01 April 2015

“We have prepared article 44...”

International Herald Tribune

Prime Minister Prayut has asked the King to authorise the cessation of martial law. The law has been in place since 20th May last year, when Prayut imposed it unilaterally. At the time, Prayut told the public that “[t]he invocation of martial law is not a coup d’etat”, though two days later he launched a full-scale coup.
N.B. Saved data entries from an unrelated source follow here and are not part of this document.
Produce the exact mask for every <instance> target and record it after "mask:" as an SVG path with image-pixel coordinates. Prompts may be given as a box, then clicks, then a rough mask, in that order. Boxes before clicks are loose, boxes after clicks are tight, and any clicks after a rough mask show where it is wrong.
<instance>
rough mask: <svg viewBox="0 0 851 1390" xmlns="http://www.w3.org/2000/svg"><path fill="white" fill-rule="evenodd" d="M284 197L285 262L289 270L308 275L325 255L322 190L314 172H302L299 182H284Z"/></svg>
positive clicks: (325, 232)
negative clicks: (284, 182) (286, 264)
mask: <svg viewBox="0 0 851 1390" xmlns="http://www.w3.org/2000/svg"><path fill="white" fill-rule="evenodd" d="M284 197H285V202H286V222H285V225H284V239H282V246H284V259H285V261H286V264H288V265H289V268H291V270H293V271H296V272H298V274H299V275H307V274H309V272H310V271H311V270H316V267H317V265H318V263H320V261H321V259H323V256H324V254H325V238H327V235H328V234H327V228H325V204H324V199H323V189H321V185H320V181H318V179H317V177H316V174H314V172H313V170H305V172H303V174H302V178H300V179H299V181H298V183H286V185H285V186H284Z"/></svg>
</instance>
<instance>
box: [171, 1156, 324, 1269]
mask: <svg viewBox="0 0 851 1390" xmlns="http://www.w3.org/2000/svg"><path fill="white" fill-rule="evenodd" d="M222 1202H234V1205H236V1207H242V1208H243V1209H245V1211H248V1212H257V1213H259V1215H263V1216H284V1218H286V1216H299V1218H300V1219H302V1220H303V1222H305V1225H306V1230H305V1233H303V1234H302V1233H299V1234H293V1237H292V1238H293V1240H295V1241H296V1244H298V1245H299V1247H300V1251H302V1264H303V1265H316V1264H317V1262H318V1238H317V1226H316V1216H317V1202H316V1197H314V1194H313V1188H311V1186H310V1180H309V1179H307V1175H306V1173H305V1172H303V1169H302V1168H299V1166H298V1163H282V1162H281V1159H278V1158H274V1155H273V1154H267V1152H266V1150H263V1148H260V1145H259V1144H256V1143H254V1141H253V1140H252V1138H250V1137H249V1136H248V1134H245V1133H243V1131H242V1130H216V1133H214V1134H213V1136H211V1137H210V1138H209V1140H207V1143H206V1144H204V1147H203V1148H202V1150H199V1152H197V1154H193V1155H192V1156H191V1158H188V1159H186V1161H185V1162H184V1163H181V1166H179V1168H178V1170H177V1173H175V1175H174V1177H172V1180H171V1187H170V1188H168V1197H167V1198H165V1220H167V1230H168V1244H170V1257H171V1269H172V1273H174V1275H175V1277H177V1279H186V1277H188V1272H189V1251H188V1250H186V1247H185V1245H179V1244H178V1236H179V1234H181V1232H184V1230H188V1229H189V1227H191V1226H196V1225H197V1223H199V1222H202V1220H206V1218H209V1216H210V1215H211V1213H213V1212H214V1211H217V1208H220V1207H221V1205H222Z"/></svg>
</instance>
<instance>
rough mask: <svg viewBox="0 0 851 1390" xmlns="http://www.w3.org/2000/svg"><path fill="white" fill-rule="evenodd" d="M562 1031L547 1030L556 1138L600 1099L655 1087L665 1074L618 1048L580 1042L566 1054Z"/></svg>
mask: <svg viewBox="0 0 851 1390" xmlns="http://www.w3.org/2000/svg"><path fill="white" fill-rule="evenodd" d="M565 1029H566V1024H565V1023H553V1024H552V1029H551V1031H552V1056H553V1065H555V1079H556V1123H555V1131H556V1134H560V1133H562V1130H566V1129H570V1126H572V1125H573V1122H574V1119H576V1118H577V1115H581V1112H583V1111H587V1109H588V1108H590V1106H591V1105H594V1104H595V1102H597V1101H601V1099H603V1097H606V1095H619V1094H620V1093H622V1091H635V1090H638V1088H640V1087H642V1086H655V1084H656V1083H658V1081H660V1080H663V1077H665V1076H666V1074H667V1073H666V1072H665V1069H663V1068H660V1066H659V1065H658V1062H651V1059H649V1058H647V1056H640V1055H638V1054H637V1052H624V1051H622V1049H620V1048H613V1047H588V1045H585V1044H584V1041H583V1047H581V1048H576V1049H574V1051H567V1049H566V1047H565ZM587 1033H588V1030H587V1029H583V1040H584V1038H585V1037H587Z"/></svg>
Prayut’s declaration of nationwide martial law was unconstitutional, as a royal decree was not issued and the constitution authorised the military to declare martial law only “in a certain locality as a matter of urgency” (article 188).

Yesterday, Prayut announced that he was ready to exercise his authority according to article 44 of the interim constitution: “We have prepared article 44 and will use it soon”. Article 44 states: “NCPO Announcements and Orders... shall be all deemed lawful, constitutional and final”. The withdrawal of martial law is therefore largely symbolic, as the interim constitution gives Prayut the power to act without any checks or balances.

Former politicians are becoming increasingly vocal in challenging some of the junta’s actions, and the Pheu Thai and Democrat opposition parties are both calling for a referendum on the next constitution. (A referendum was held in 2007, though this time the junta has made no such commitment.) In a 9th March interview with the Bangkok Post, former Prime Minister Abhisit Vejjajiva directly criticised a proposal to enable the PM to dissolve parliament if it rejected a government bill: “This is a step backward for democracy. It will snatch democracy away from the people”.

The Thai political situation was effectively summarised in a cartoon by Heng Kim Song published in the International New York Times on 2nd March. Thailand is depicted as a car heading for a metaphorical cliff, and the military’s promise of the sunlit uplands of democracy is presented as a deceptive illusion.